The UD1 robot is being developed to be light enough for moms to stow in a car trunk, and robust enough for babies to use in the home, yard and playground.
Galloway knew of Agrawal's successes with rehabilitation robotics for adults but admitted to being anti-robot for pediatric rehabilitation at first. Galloway was convinced otherwise within minutes of his first visit to Agrawal's laboratory. “When I saw his little robots, it was easy to envision a baby driving one,” he said. “We knew from our previous work that newly reaching infants could use a joystick to control a distant toy. This and other research strongly suggests that very young infants can be trained in real-world navigation. It was a special feeling to see a potential solution to a really serious health care gap for young kids. There was and still is a special tingle when we think of the not-so-distant future.”
The researchers took their UD1 robot to the UD Early Learning Center, which has a wide range of infants, a gymnasium for initial training on the robot and a varied outdoor landscape to use as a test track.
“It was a relief when we saw that the children quickly grasped the use of the joystick,” Agrawal said. “If they had just sat there or cried, it would have been back to the drawing board. But over time we have seen them gradually increase their time with the robot and the amount of distance they cover.”

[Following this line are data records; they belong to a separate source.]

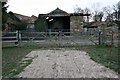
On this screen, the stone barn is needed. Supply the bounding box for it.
[39,8,90,32]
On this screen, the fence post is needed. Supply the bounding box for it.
[18,31,21,41]
[99,31,101,45]
[15,31,19,44]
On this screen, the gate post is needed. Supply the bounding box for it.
[99,31,101,45]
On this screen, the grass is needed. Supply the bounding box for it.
[2,43,120,77]
[81,45,120,74]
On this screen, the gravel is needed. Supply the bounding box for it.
[16,49,118,78]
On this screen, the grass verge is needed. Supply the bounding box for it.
[2,42,120,77]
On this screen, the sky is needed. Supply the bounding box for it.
[7,0,119,16]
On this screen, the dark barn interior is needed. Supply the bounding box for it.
[47,16,70,32]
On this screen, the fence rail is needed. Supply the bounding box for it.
[2,31,117,45]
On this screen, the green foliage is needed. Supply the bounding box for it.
[35,16,47,32]
[2,2,8,24]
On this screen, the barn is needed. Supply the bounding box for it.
[39,8,90,32]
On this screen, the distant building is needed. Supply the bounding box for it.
[39,8,90,31]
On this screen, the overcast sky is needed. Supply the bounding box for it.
[8,0,119,16]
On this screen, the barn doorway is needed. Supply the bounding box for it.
[47,16,70,32]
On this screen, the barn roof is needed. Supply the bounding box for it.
[48,8,70,16]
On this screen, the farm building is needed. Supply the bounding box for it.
[39,8,90,32]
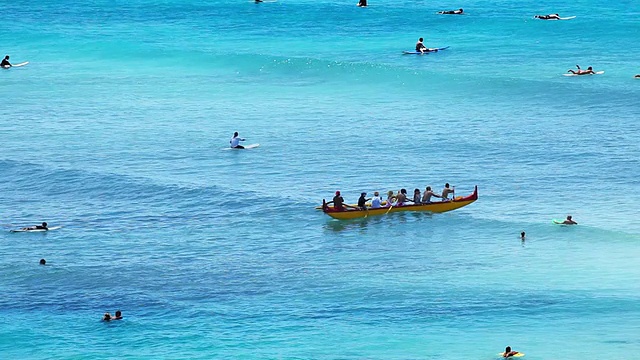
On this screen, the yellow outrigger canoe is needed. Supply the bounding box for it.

The project will now move on to a second generation with more than one robot. The goal is to place multiple mobile robots with special needs infants in communities throughout Delaware and to gather data to analyze how they are used and what the children learn so that the research team can continue to make modifications.
Both said the project will significantly expand understanding of young infants' learning capacity and provide a model for tracking the development of real-world exploration with laboratory quality data. They believe the training, robot design and new technology derived from the project will provide the foundation for the first generation of safe, smart vehicles for infants born with mobility impairments. They want the UD1 product to be light enough for moms to stow in a car trunk, and robust enough for babies to use in the home, yard and playground, and maybe even the beach.
“Although there are special needs kids in every community, you have never seen a special needs child driving themselves down Main Street in Newark, and neither has anyone else in any community anywhere. They, and often their families, are hidden citizens. We predict that very soon that will change in Newark, and then across Delaware, and then who knows. But time is of the essence because there is a baby being born right now who could use this today. That is the race we are in, so back to work,” Galloway said.